The articles in How we engineer describe how engineering work is organised at Titanium Birch. This page lists design tensions that are still visible in the repo and in AGENTS.md—not a backlog of feature ideas, but places where the model has a clear edge.
How do we measure whether the system is actually improving?
Some signals are binary: CI passes or fails; nav tests pass or fail. Audience Simulation runs violation-based checks against the content expectations register (docs/content-expectations.md), emitting structured PAGE_REVIEW: and PUBLIC_READINESS: lines in GitHub Actions logs when CURSOR_API_KEY is configured. Those gates shape day-to-day work.
The harder question is systemic improvement. If a skill changes, do later outputs improve in a durable way, or does the team move variance somewhere less visible? If gates tighten, does quality gain justify loop latency? TB already uses fast tests, CI, audience simulation, and explicit retrospectives—none fully answers the causal question. Designing feedback that is sharp without mistaking easy counts for the whole story remains open work.
How much review should stay with humans?
In principle: agents implement; humans define process, set priorities, and review at gates (docs/operating-model.md, AGENTS.md). In practice the boundary is fuzzy. Day one on Labs showed fast automation plus human catches on fictional copy and on a disallowed secret dependency.

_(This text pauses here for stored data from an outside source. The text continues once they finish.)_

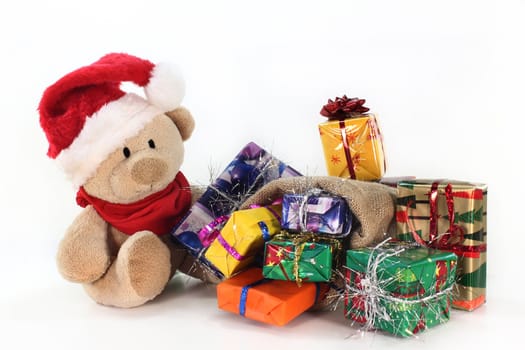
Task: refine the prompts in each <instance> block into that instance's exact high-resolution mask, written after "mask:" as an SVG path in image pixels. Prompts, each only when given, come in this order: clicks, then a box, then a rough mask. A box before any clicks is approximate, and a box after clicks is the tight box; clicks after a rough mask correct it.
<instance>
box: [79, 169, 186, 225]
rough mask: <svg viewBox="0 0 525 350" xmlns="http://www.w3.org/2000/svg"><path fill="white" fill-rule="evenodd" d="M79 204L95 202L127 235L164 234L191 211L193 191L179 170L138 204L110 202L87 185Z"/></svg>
mask: <svg viewBox="0 0 525 350" xmlns="http://www.w3.org/2000/svg"><path fill="white" fill-rule="evenodd" d="M77 203H78V205H80V206H81V207H83V208H85V207H86V206H87V205H88V204H91V205H92V206H93V208H95V210H96V211H97V213H98V214H99V215H100V216H101V217H102V218H103V219H104V220H106V221H107V222H108V223H109V224H111V225H112V226H113V227H115V228H116V229H117V230H119V231H121V232H123V233H125V234H127V235H132V234H134V233H135V232H138V231H142V230H149V231H152V232H153V233H155V234H157V235H163V234H166V233H169V232H170V230H171V229H172V228H173V227H174V226H175V224H177V223H178V222H179V221H180V220H181V219H182V217H183V216H184V214H186V212H187V211H188V210H189V208H190V206H191V190H190V185H189V183H188V180H186V177H185V176H184V175H183V174H182V173H181V172H179V173H177V176H175V180H173V182H172V183H170V184H169V185H168V186H167V187H166V188H165V189H163V190H162V191H159V192H157V193H154V194H152V195H150V196H148V197H146V198H144V199H141V200H139V201H138V202H135V203H129V204H116V203H110V202H107V201H105V200H103V199H100V198H96V197H92V196H90V195H89V194H87V193H86V191H85V190H84V187H80V189H79V190H78V192H77Z"/></svg>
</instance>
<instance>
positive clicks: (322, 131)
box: [319, 114, 386, 181]
mask: <svg viewBox="0 0 525 350" xmlns="http://www.w3.org/2000/svg"><path fill="white" fill-rule="evenodd" d="M319 134H320V136H321V142H322V145H323V150H324V156H325V162H326V169H327V171H328V175H330V176H338V177H342V178H352V179H356V180H365V181H373V180H379V179H381V178H382V177H383V175H384V173H385V171H386V160H385V153H384V150H383V140H382V137H381V133H380V131H379V126H378V124H377V119H376V116H375V115H374V114H363V115H359V116H357V117H352V118H347V119H344V120H341V121H339V120H330V121H327V122H324V123H321V124H319Z"/></svg>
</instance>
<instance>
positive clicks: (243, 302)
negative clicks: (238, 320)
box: [239, 278, 271, 316]
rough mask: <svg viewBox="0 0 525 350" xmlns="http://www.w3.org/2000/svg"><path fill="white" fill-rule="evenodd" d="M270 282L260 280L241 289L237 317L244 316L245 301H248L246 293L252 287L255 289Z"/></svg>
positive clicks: (267, 281)
mask: <svg viewBox="0 0 525 350" xmlns="http://www.w3.org/2000/svg"><path fill="white" fill-rule="evenodd" d="M270 281H271V280H269V279H267V278H263V279H260V280H258V281H255V282H253V283H250V284H247V285H245V286H244V287H242V289H241V297H240V300H239V315H241V316H244V315H245V314H246V301H247V300H248V291H249V290H250V288H252V287H256V286H258V285H260V284H263V283H267V282H270Z"/></svg>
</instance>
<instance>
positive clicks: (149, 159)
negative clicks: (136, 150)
mask: <svg viewBox="0 0 525 350" xmlns="http://www.w3.org/2000/svg"><path fill="white" fill-rule="evenodd" d="M167 170H168V166H167V165H166V163H165V162H163V161H162V160H159V159H155V158H143V159H140V160H138V161H137V162H136V163H135V164H133V167H132V168H131V178H132V179H133V180H134V181H135V182H137V183H139V184H143V185H149V184H153V183H155V182H157V181H159V180H160V179H161V178H162V177H163V176H164V174H165V173H166V171H167Z"/></svg>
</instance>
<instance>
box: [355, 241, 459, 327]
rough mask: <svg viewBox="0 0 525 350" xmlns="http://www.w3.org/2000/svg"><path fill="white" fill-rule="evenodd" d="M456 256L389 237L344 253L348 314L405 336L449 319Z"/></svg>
mask: <svg viewBox="0 0 525 350" xmlns="http://www.w3.org/2000/svg"><path fill="white" fill-rule="evenodd" d="M456 265H457V256H456V255H455V254H454V253H451V252H444V251H439V250H435V249H430V248H425V247H415V246H412V245H406V244H399V243H398V244H394V243H388V244H383V245H379V246H378V247H376V248H361V249H355V250H348V251H347V253H346V278H347V286H346V290H345V313H346V317H347V318H350V319H352V320H354V321H356V322H358V323H362V324H364V327H365V328H366V329H381V330H384V331H387V332H390V333H392V334H394V335H399V336H403V337H407V336H411V335H414V334H416V333H418V332H420V331H422V330H425V329H427V328H431V327H434V326H436V325H438V324H441V323H444V322H446V321H448V319H449V317H450V302H451V292H452V286H453V285H454V280H455V277H456Z"/></svg>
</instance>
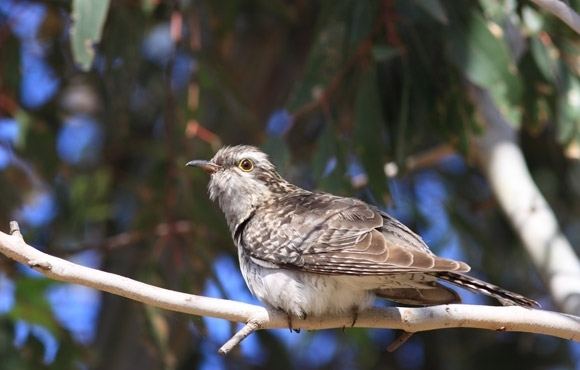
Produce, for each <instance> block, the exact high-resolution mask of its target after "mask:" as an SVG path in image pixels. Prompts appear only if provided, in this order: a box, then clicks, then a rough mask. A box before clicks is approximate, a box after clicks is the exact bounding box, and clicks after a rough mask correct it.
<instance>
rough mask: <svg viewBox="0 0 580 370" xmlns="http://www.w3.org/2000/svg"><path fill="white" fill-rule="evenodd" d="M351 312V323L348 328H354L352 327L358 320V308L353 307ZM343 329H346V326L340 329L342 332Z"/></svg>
mask: <svg viewBox="0 0 580 370" xmlns="http://www.w3.org/2000/svg"><path fill="white" fill-rule="evenodd" d="M351 312H352V322H351V323H350V327H351V328H354V325H355V324H356V321H357V320H358V307H353V308H352V311H351ZM344 329H346V326H343V327H342V331H344Z"/></svg>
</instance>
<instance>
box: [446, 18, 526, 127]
mask: <svg viewBox="0 0 580 370" xmlns="http://www.w3.org/2000/svg"><path fill="white" fill-rule="evenodd" d="M467 14H468V17H467V18H465V19H464V18H460V19H455V20H454V22H452V24H451V25H450V27H449V28H448V30H449V32H448V40H449V44H448V48H447V55H448V58H449V60H450V61H451V62H452V63H453V64H455V66H456V67H457V68H459V69H460V70H461V71H462V72H463V74H464V75H465V77H466V78H468V79H469V80H470V81H471V82H473V83H475V84H477V85H479V86H481V87H484V88H486V89H488V90H489V91H490V93H491V95H492V97H493V99H494V101H495V103H496V104H497V105H498V106H499V108H500V110H501V111H502V113H503V114H504V115H505V116H506V117H507V118H508V119H509V121H510V122H512V123H514V124H519V122H520V117H521V109H520V99H521V90H522V89H521V81H520V80H519V78H518V76H517V67H516V65H515V63H514V62H513V60H512V58H511V55H510V53H509V50H508V48H507V45H506V43H505V42H504V40H503V39H502V38H501V37H500V35H498V34H494V33H492V32H491V31H490V27H495V28H499V26H498V25H497V24H489V25H488V23H487V22H486V20H485V19H484V18H483V17H482V16H481V15H480V14H478V13H476V12H474V11H472V12H471V13H467ZM499 29H501V28H499Z"/></svg>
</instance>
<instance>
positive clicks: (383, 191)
mask: <svg viewBox="0 0 580 370" xmlns="http://www.w3.org/2000/svg"><path fill="white" fill-rule="evenodd" d="M379 96H380V94H379V89H378V86H377V75H376V67H375V65H374V64H372V65H370V66H369V67H368V68H367V69H366V70H365V71H363V72H362V74H361V75H360V78H359V84H358V88H357V94H356V100H355V126H354V132H353V136H354V138H353V139H354V143H355V152H356V154H357V156H358V157H359V159H360V161H361V162H362V165H363V168H364V169H365V171H366V172H367V174H368V177H369V185H370V187H371V190H372V191H373V193H374V194H375V195H378V196H380V197H379V198H380V199H382V197H383V195H385V194H386V191H387V179H386V176H385V173H384V171H383V166H384V164H385V158H384V153H385V151H384V149H383V145H384V144H383V143H384V137H385V135H384V124H383V121H384V119H383V113H382V106H381V101H380V99H379Z"/></svg>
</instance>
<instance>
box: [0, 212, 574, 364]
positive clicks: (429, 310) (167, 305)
mask: <svg viewBox="0 0 580 370" xmlns="http://www.w3.org/2000/svg"><path fill="white" fill-rule="evenodd" d="M0 253H2V254H4V255H6V256H8V257H10V258H12V259H14V260H16V261H18V262H20V263H23V264H25V265H27V266H30V267H32V268H34V269H36V270H37V271H39V272H41V273H43V274H44V275H46V276H47V277H49V278H52V279H55V280H60V281H64V282H68V283H75V284H81V285H84V286H88V287H91V288H95V289H98V290H102V291H105V292H109V293H113V294H116V295H120V296H123V297H126V298H129V299H133V300H136V301H139V302H142V303H145V304H148V305H152V306H155V307H160V308H164V309H168V310H172V311H177V312H183V313H187V314H190V315H197V316H209V317H215V318H220V319H225V320H229V321H233V322H240V323H245V324H246V325H245V326H244V327H243V328H242V329H241V330H240V331H239V332H238V333H236V334H235V335H234V336H233V337H232V338H231V339H230V340H229V341H228V342H227V343H226V344H224V346H222V348H220V353H227V352H228V351H230V350H231V349H232V348H233V347H234V346H236V345H237V344H238V343H239V342H240V341H241V340H243V339H244V338H246V337H247V336H248V335H250V334H251V333H253V332H254V331H256V330H259V329H270V328H286V327H287V325H288V321H287V317H286V316H285V315H283V314H281V313H280V312H279V311H276V310H272V309H267V308H264V307H260V306H255V305H251V304H246V303H241V302H236V301H229V300H225V299H217V298H209V297H202V296H197V295H193V294H186V293H181V292H176V291H172V290H168V289H163V288H159V287H155V286H152V285H148V284H144V283H141V282H138V281H135V280H132V279H129V278H126V277H122V276H119V275H115V274H111V273H108V272H104V271H100V270H96V269H92V268H88V267H84V266H81V265H77V264H74V263H71V262H69V261H66V260H63V259H60V258H57V257H54V256H51V255H48V254H46V253H44V252H41V251H39V250H38V249H35V248H34V247H32V246H30V245H28V244H27V243H26V242H25V241H24V239H23V238H22V236H21V235H20V231H19V229H18V224H17V223H16V222H12V223H11V234H10V235H9V234H6V233H3V232H0ZM351 324H352V315H350V314H348V315H343V316H324V317H308V319H306V320H299V319H294V320H293V326H294V327H295V328H300V329H309V330H318V329H330V328H344V327H350V326H351ZM354 326H355V327H364V328H386V329H401V330H404V331H405V332H407V333H415V332H420V331H426V330H436V329H449V328H477V329H489V330H497V331H518V332H528V333H538V334H545V335H550V336H555V337H559V338H564V339H569V340H574V341H580V317H576V316H572V315H566V314H560V313H556V312H550V311H542V310H534V309H528V308H523V307H516V306H511V307H492V306H478V305H462V304H453V305H442V306H432V307H421V308H404V307H393V308H381V309H379V308H373V309H370V310H367V311H364V312H361V313H359V315H358V318H357V320H356V323H355V325H354Z"/></svg>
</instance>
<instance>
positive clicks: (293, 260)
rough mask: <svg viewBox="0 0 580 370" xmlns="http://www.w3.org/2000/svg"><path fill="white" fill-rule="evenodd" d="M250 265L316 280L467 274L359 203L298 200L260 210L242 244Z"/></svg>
mask: <svg viewBox="0 0 580 370" xmlns="http://www.w3.org/2000/svg"><path fill="white" fill-rule="evenodd" d="M240 241H241V242H242V243H241V244H242V247H243V248H245V250H246V253H248V254H249V255H250V256H251V257H252V258H253V259H254V260H255V262H256V263H262V264H263V265H265V266H266V265H272V264H273V265H275V266H284V267H286V268H295V269H299V270H302V271H308V272H315V273H322V274H341V275H345V274H349V275H384V274H391V273H396V272H436V271H455V272H466V271H469V266H468V265H467V264H465V263H463V262H458V261H453V260H449V259H444V258H440V257H437V256H435V255H434V254H433V253H432V252H431V251H430V250H429V248H428V247H427V246H426V245H425V243H423V241H422V240H421V238H420V237H419V236H418V235H416V234H415V233H413V232H412V231H411V230H409V228H407V227H406V226H404V225H403V224H401V223H400V222H398V221H397V220H395V219H394V218H392V217H390V216H389V215H387V214H385V213H383V212H380V211H379V210H378V209H376V208H375V207H372V206H370V205H368V204H366V203H364V202H362V201H359V200H356V199H351V198H341V197H336V196H333V195H330V194H302V195H300V196H293V197H291V198H290V197H289V198H287V199H282V200H280V201H278V202H277V203H276V204H275V205H272V206H269V207H265V208H262V209H260V210H259V211H258V212H256V214H255V215H254V217H253V218H252V219H251V220H250V221H249V222H248V224H247V227H246V228H245V230H244V232H243V235H242V239H241V240H240Z"/></svg>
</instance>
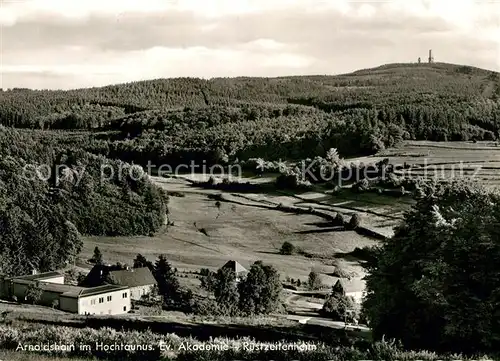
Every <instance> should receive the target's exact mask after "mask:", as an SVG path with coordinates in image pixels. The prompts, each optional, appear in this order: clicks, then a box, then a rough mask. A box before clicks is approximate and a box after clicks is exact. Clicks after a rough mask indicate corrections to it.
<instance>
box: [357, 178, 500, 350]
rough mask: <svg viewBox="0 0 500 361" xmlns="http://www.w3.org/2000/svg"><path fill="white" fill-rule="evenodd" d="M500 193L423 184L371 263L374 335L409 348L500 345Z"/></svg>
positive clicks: (370, 270) (369, 284)
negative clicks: (413, 205)
mask: <svg viewBox="0 0 500 361" xmlns="http://www.w3.org/2000/svg"><path fill="white" fill-rule="evenodd" d="M499 215H500V198H499V196H498V194H496V193H490V192H488V191H487V190H486V189H484V188H482V187H480V186H477V185H473V184H467V183H461V182H449V183H445V184H439V183H437V184H429V183H428V184H422V185H421V186H420V187H419V188H418V189H417V202H416V204H415V205H414V206H413V208H412V210H411V211H410V212H407V213H406V214H405V217H404V221H403V222H402V223H401V225H400V226H399V227H397V228H396V231H395V235H394V237H392V238H390V239H387V240H386V241H384V242H383V243H382V244H381V245H380V246H379V247H376V248H375V250H374V253H373V255H374V258H373V259H371V260H369V262H368V276H367V277H366V280H367V296H366V299H365V301H364V303H363V309H364V313H365V315H366V317H367V319H368V321H369V326H370V328H371V329H372V331H373V336H374V337H375V339H381V338H383V337H389V338H390V337H395V338H398V339H400V340H401V341H402V342H403V344H404V346H405V347H407V348H410V349H431V350H441V351H447V352H464V353H468V354H472V353H476V352H483V353H486V352H489V351H497V350H498V340H499V337H500V329H499V327H498V326H499V324H500V314H499V313H498V309H499V307H500V293H499V290H500V281H499V280H500V267H499V260H500V258H499V257H500V243H499V241H498V230H497V226H496V225H497V224H498V223H499Z"/></svg>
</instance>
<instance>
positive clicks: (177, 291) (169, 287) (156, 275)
mask: <svg viewBox="0 0 500 361" xmlns="http://www.w3.org/2000/svg"><path fill="white" fill-rule="evenodd" d="M154 276H155V278H156V282H157V283H158V291H159V294H160V295H161V296H162V297H163V299H164V302H165V303H166V304H167V305H170V306H173V305H175V304H176V303H177V302H178V301H179V296H180V285H179V280H178V279H177V277H176V276H175V272H174V270H173V269H172V266H171V265H170V263H169V262H168V261H167V258H166V256H165V255H163V254H162V255H160V256H159V257H158V259H157V261H156V263H155V272H154Z"/></svg>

Automated checks handle mechanical correctness; a reviewer agent examines pull requests; humans intervene where judgement matters. Review too much and the queue recentralises on people; review too little and errors that pass checks still ship. A live question is which judgement categories belong in better rules versus explicit human steps for longer than anyone prefers.
How do we stop skills from becoming a second stale codebase?
Skills are version-controlled files agents load at session start—see Skills and conventions. That compounds good lessons but also replays drift at scale if a skill disagrees with the code or workflow it describes.
Mitigations already exist: metadata, cross-references, archives, and health guidance in agent docs. The open design space is stronger maintenance across more repos and subtler exceptions—whether some guidance should sit closer to code, how far to test skills directly, and how to stay short yet precise.
How fast does a human–agent loop need to be?
TaxToucan is TB’s internal workflow for regulatory-filing automation: humans still review uncertain extractions, and it only works if that review keeps up. The human side of early operations treats durable improvement as teaching the system, not patching one output. Both depend on turnaround, clarity, and proportionate effort.
TB has tried thresholds, resubmit flows, caching, explicit feedback channels, and short test loops. “Fast enough” still varies by work type—content correction, data review, and pipeline failure triage do not share one number. When loops feel slow or opaque, reviewers report routing around them in #magpie-feedback; the engineering problem is queue design, interfaces, and instrumentation so feedback actually changes behaviour.
What should happen when output is technically valid but unsatisfying?
A failing test is simple: fix and reship. Weak output that passes checks is harder. Audience simulation can label an article publishable while specificity lags; the response pattern is to feed that back as tickets, tighter briefs, or updated rules—not silent rewrite off-repo.
The tension is how far to push metric-shaped gates before the process optimises the gate instead of the work. Encoding taste without pretending it is only checklists is still unresolved.
Where does the model stop working, and how should work cross that boundary?
Public material describes execution-shaped delivery in detail; open-ended exploration is described less and is more often where humans take the pen. Novel design, ambiguous requirements, and unfamiliar integrations still pull humans closer—prototype, refine tickets, decide when a phase must not be skipped.
The open part is early detection: late hand-off wastes agent time on bad framing; early hand-off overloads humans with work agents could carry if the brief were sharper. How a feature ships forces refinement and design before implementation but does not remove the judgement call.
How would this model hold up beyond a five-person firm?
Titanium Birch has five humans; a small team can change rules quickly without heavy governance machinery. AGENTS.md notes security and governance at larger scale are largely unproven here.
Foundations exist—keyless GitHub Actions auth, explicit secret policy, documented review gates—but a stricter environment might need different approval paths, audit trails, or separation of duties. That is both compliance and product design for the operating model: add governance without destroying the clarity that makes the current loop workable.
Why list these at all
They are the same questions attached to real workflows and skills, not abstract thought experiments. The edges above are where the next changes to rules, gates, and measurement will matter.